Chronicity of repeated blast traumatic brain injury associated increase in oxycodone seeking in rats.

Numerous epidemiological studies have found co-morbidity between non-severe traumatic brain injury (TBI) and substance misuse in both civilian and military populations. Preclinical studies have also identified this relationship for some misused substances. We have previously demonstrated that repeated blast traumatic brain injury (rbTBI) increased oxycodone seeking without increasing oxycodone self-administration, suggesting that the neurological sequelae of traumatic brain injury can elevate opioid misuse liability. Here, we determined the chronicity of this effect by testing different durations of time between injury and oxycodone self-administration and durations of abstinence. We found that the subchronic (four weeks), but not the acute (three days) or chronic (four months) duration between injury and oxycodone self-administration was associated with increased drug seeking and re-acquisition of self-administration following a 10-day abstinence. Examination of other abstinence durations (two days, four weeks, or four months) revealed no effect of rbTBI on drug seeking at any of the abstinence durations tested. Together, these data indicate that there is a window of vulnerability after TBI when oxycodone self-administration is associated with elevated drug seeking and relapse-related behaviors.

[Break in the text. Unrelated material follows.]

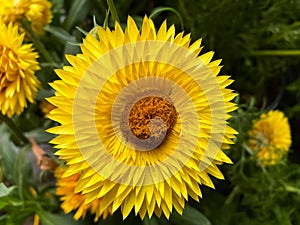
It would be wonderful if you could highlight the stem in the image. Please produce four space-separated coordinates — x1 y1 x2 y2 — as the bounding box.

Repeated blast mild traumatic brain injury and oxycodone self-administration produce interactive effects on neuroimaging outcomes.

Traumatic brain injury (TBI) and drug addiction are common comorbidities, but it is unknown if the neurological sequelae of TBI contribute to this relationship. We have previously reported elevated oxycodone seeking after drug self-administration in rats that received repeated blast TBI (rbTBI). TBI and exposure to drugs of abuse can each change structural and functional neuroimaging outcomes, but it is unknown if there are interactive effects of injury and drug exposure. To determine the effects of TBI and oxycodone exposure, we subjected rats to rbTBI and oxycodone self-administration and measured drug seeking and several neuroimaging measures. We found interactive effects of rbTBI and oxycodone on fractional anisotropy (FA) in the nucleus accumbens (NAc) and that FA in the medial prefrontal cortex (mPFC) was correlated with drug seeking. We also found an interactive effect of injury and drug on widespread functional connectivity and regional homogeneity of the blood oxygen level dependent (BOLD) response, and that intra-hemispheric functional connectivity in the infralimbic medial prefrontal cortex positively correlated with drug seeking. In conclusion, rbTBI and oxycodone self-administration had interactive effects on structural and functional magnetic resonance imaging (MRI) measures, and correlational effects were found between some of these measures and drug seeking. These data support the hypothesis that TBI and opioid exposure produce neuroadaptations that contribute to addiction liability.